Real hardware instead of emulation#
Playing video games via Twitch has become a thing at the latest since TwitchPlaysPokemon. But while experiences like TwitchPlaysPokemon were realized with emulators on a PC, I wanted to create a gaming experience by remotely controlling a real SNES via Twitch chat commands.
After thinking about how to realise this project some challenges regarding the necessary software as well hardware occurred.
Software Challenges#
The controller software should has two main functions getting commands from the Twitch chat and representing a virtual controller which buttons states are affected by the chat messages to send them to the console frequently.
Another challenge was due to the fact that I own a Japanese console with a Japanese version of the game (the US version of games like Chrono Trigger is extremely expensive). That results in just having Japanese texts making the understanding for many people very difficult. So, it should be possible to mark parts of the image which can be tried to translate.
All these aspects resulted to the follow requirements
- Receive chat messages from the Twitch chat parsing them afterwards.
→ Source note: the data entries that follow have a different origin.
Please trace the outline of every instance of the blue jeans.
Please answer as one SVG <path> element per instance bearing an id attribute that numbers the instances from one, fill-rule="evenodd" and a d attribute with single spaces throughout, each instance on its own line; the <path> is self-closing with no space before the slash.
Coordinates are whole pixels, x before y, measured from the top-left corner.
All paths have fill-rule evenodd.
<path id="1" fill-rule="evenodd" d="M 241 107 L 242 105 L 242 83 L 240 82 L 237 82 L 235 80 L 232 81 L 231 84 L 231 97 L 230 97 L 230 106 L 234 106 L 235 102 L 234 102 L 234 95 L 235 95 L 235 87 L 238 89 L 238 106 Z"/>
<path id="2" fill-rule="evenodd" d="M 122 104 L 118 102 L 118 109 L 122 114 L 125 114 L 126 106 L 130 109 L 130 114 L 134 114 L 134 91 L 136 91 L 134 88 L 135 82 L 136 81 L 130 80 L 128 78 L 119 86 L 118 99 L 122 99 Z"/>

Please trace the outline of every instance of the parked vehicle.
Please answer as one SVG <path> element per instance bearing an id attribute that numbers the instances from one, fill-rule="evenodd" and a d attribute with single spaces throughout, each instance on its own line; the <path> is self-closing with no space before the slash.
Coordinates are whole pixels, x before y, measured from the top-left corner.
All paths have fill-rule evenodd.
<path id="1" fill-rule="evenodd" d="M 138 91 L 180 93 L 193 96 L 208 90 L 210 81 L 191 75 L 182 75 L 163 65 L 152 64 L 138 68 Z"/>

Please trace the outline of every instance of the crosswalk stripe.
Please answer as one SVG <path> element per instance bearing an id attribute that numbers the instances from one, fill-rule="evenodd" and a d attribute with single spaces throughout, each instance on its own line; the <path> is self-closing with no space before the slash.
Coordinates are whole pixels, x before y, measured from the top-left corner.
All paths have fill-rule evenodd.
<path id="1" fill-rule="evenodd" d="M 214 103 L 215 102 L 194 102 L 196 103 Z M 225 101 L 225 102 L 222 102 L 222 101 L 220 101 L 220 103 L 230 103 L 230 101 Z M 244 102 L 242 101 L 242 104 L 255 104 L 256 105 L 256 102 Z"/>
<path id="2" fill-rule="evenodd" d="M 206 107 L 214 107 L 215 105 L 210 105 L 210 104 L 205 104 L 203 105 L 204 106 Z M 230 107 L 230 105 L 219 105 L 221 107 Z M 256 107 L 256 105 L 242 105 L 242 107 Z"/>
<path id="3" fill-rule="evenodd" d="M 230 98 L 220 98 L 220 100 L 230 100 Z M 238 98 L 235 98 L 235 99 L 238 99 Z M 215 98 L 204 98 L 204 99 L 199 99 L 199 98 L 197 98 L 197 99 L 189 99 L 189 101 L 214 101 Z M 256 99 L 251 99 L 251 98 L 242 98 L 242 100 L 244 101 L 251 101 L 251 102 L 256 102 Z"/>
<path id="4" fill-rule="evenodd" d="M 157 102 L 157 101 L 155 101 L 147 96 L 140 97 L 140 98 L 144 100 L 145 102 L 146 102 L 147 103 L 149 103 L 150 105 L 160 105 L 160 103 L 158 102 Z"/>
- Creating a virtual representation of the button states within the software.
- Sending the button states to the console according the defined protocol of the console.
- Capturing the image of the console.
- Defining a adjustable bounding box to mark an area within the captured image with text for translation.
- Adding different image manipulation methods to improve visibiliy of text.
- Applying OCR on the marked area.
- Sending the recognized text to a translation service like Deepl
Receiving/parsing chat messages and virtual buttons#
To tackle the challenge of receiving and parsing the chat messages I had to create two chat bots using the Twitch API. Two chat bots are necessary due to the fact that one will has to be run on an embedded device connected with the SNES to receive the button pressed and forward them to the SNES (also called SNES Bot). The other one will also get the button pressed to show the current button states within the stream but will also be able to get additional commands to capture text from the current screen of the game for applying OCR and translating afterwards (also called OCR/Translation Bot).
Both bots will parse every message and check if some messages is a command to press a certain button. They will handle this on there own that means that there is a risk of inconsistency between there virtual buttons state. The worst what can happen is that the bot for ocr and translation will show a wrong button state (might happen if one loses the connection for a short time) but this does not affect the correct function of the whole system so adding another component for synchronizing makes too much time for now (maybe it will be added in the future)
SNES Bot#
The current version of the Bot uses a ESP32 ( ESP-WROOM-32) combined with two CD4021B shift registers to mimic the behaviour of a real controller.
I also tried to emulate the behaviour in software because sending the buttons can be easily (in most causes) implemented because the protocol is well documented (see protocol link in requirement list) and not very complex. Every 16.67 ms (20ms for the PAL consoles) the SNES will send a short latch signal (12 μs long) to the controller containing a shift register (some versions also have two interconnected shift register) saving the current state of the pressed buttons. After a short time period (6 μs) the SNES will send 16 synchronic (50% duty cycle) clock pulses with a duration of 12 μs for each clock cycle.
The only challenge is to react to the signals in time and that’s where the problems occurred. The ESP32 has 7 different interrupt priorities and the typical interrupt have a priority between 1 and 3 ( ESP32 Interrupts). But, interrupts with such a priority need too much time until the are invoked resulting in a wrong timing and therefore wrong inputs. It is possible to implement an interrupt routine with a higher priority but these have to be implemented in assembly and therefore I decided to implement it via hardware (maybe I will emulate it in software in the future)
Capturing the image#
Capturing the image seemed to be not a difficult task. There are a lot devices to capture the video and audio signals from different devices over various interfaces. After finding a proper I could get the the video data with help of OpenCV to use the captured frames for the further ocr and translation process.